Genesis 12.

 
WHEN Jehovah blesses, He does it from His heart. There is a heartiness about the promises that shows what the Promiser is. When God made promise to Abraham, how did He do it? Sovereignly, of His grace, of His love. He called him, and the call of God separates from country, kindred, and father’s house. There is an element, an elevation, where alone the living and true God can be enjoyed. He calls to that. To Abraham it was Canaan. As though God had said, “This is the place I have in view for you.” His glory, it is true, shone on the patriarch before he left his country, but it was to guide him to the land where God would have him be. And in the land was his altar―sometimes here, sometimes there―but always in the land. To leave it unbidden for Egypt, was to step into trouble, humiliation, and rebuke; but when failure had brought difficulty beyond the power of self-extrication, Jehovah acted, the everlasting God interposes for deliverance, and the object of His choice (oh, how little well might he say, “dust and ashes”) returns to his rest, and to his altar in the land where God owns him.

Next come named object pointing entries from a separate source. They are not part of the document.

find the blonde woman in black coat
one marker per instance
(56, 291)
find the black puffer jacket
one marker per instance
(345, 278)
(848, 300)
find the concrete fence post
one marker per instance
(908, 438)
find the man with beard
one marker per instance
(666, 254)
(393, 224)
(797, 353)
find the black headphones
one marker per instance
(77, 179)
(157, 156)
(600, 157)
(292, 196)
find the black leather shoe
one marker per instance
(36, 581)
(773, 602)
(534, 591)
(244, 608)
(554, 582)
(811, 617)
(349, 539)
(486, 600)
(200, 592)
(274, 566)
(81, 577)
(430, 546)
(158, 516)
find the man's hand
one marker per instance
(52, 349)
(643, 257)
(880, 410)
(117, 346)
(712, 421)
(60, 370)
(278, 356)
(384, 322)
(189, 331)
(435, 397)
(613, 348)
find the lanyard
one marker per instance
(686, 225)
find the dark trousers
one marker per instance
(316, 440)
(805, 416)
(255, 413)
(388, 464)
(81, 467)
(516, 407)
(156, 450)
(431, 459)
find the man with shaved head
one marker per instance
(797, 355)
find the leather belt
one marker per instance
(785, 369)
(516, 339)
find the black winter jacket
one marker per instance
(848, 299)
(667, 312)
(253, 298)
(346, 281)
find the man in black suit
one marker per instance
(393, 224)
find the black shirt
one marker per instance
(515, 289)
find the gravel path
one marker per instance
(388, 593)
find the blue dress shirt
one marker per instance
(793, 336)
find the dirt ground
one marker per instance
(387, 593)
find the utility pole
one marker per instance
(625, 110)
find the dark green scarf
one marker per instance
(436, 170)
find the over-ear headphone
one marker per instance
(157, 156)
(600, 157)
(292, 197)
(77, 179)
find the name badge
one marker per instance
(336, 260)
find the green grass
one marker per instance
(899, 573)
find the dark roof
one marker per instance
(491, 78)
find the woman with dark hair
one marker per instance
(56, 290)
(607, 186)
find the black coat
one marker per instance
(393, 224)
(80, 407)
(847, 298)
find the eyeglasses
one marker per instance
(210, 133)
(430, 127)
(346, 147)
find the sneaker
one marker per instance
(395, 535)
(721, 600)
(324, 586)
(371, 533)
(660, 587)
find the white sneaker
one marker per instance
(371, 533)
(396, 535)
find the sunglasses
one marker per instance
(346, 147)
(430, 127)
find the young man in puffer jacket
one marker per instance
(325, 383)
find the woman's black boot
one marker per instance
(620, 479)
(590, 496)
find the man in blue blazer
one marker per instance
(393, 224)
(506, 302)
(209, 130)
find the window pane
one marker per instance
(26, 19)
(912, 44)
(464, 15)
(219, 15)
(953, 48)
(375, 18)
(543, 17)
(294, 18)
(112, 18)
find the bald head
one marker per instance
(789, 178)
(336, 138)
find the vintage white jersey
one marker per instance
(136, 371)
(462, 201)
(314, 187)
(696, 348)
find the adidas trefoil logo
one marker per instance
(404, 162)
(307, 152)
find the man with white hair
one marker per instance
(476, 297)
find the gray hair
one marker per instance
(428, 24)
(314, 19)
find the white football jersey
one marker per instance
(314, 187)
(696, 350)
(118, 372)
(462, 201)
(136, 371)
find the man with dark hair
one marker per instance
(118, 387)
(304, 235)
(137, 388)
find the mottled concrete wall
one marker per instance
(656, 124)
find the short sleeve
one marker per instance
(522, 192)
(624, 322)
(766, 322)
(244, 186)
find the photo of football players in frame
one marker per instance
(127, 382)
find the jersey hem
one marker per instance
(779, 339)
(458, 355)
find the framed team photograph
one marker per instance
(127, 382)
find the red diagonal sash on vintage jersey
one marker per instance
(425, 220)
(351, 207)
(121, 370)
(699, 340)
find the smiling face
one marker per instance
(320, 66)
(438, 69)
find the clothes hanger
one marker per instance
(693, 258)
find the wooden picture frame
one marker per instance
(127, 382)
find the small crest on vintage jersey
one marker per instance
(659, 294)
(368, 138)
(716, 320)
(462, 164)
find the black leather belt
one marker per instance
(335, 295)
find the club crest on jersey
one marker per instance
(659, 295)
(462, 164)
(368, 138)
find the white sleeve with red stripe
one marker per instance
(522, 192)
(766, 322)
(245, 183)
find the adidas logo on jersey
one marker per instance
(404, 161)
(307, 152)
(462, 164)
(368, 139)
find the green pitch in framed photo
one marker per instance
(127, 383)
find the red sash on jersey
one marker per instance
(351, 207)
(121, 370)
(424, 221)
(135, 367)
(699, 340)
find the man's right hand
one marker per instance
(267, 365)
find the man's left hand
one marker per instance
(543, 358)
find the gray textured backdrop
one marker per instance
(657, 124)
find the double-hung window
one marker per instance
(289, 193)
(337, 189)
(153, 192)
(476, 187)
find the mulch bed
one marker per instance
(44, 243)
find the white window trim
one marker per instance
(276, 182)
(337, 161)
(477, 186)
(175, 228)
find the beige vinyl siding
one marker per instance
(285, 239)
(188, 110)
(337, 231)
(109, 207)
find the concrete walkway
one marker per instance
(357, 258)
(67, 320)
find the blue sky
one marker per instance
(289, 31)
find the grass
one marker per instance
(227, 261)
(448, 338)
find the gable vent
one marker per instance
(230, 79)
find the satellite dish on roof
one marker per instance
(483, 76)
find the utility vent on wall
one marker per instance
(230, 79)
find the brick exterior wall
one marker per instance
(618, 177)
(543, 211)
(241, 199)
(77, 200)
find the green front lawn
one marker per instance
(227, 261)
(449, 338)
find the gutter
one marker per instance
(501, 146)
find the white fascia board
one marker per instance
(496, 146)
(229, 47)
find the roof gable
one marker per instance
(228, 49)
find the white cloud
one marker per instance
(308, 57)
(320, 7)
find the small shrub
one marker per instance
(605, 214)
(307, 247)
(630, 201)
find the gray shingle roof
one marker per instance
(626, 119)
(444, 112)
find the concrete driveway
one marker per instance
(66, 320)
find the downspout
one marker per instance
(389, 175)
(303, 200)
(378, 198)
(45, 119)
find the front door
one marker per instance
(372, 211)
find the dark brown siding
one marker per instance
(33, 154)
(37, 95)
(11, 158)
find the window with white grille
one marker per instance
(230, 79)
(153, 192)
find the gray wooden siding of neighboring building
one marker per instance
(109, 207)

A pilgrim and a stranger truly, but under the divine protection―within hearing, as it were, of the divine voice―ready for the divine visits, the divine communications. Such should the Christian be all his life long; a stranger and a sojourner on earth, but risen with Christ in spirit, having only Christ as friend, guide, helper, deliverer, strength, shield, hope, object, counselor, present and eternal rest, and home.